4. Loans and savings can go hand-in-hand
Even though you have loan EMIs to pay, don’t let it come on your way towards savings. Do not let your debts discourage you from saving. As I mentioned earlier, save as much amount you can after meeting all your obligations. The best part of retirement is that you will be debt-free by the time you retire. Therefore if you have enough saved money for that time, you can keep enjoying your life without compromise.
5. Pay raise shouldn’t mean expense raise
We do progress with time. We get bonus, promotion or a pay raise for our contribution towards the organization we work for. One mistake which we often do after getting such rewards is that we increase our expenditures as well. There is nothing wrong in it, but your savings should also increase in the same proportion. If you already have a goal amount which you want to own post-retirement, I believe this will automatically happen.
6. Count Insurance as saving not the expense
Do not sacrifice on insurance premium to save more money. Life insurance and health insurance are also a kind of savings to meet your contingency expenses. Moreover, the requirement of medical aids often increases post-retirement. At that time you will not regret having your medical insurance done.
7. Keep revising your goal amount
After a period of every five or ten years, keep revising the amount which you set as a goal for your retirement. It is important because time keeps changing. Value of money keeps changing. Other than that, many other goals keep adding with time. For example, you may want to on a world tour once you are free from all your responsibilities.
8. Invest your savings judiciously
Mere saving will not help you achieve your goal. You have to generate more money out of it. For that, invest your money on such financial instruments which can generate you enough returns in long term. Take the advice of a financial adviser in case you are not sure where to invest your money.
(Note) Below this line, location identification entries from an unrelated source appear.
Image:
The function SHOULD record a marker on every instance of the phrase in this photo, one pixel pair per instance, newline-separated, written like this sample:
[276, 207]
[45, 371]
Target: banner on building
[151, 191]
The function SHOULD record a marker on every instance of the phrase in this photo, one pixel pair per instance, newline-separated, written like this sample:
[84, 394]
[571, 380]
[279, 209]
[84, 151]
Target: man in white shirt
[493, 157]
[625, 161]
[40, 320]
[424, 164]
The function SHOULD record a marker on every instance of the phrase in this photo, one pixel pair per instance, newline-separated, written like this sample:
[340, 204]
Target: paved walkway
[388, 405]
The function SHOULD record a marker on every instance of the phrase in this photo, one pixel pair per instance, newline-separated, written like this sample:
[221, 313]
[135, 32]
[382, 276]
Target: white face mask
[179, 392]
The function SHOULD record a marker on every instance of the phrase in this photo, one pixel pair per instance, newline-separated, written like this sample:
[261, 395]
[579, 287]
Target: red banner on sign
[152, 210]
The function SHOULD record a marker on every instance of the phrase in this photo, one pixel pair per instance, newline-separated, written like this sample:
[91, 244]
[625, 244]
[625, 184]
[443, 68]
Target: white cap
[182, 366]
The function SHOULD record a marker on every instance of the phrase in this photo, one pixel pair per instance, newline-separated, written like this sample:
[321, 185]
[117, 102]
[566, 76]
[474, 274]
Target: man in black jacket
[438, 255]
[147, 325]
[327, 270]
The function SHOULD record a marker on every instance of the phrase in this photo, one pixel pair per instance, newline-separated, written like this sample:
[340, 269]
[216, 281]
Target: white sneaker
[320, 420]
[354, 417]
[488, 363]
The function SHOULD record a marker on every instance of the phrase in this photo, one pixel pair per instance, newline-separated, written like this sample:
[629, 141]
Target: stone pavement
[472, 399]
9. Adopt a simple and healthy lifestyle
A simple and healthy lifestyle can keep you from being prodigal. It will not only motivate you to avoid spending frivolously but will also reduce your medical expenses. Take a healthy diet, do some exercise or at least take a walk in the morning. Your body must be healthy to enjoy the money you saved for the retirement.
10. Teach your children financial planning
The contribution of your family also plays a major role in the achievement of your goals. Teach them saving at a younger age. Also, discourage the habit of frivolous expenditure in them. If your kids have the habit of spending extravagantly, then no matter how much you earn you may not be able to save enough for your retirement.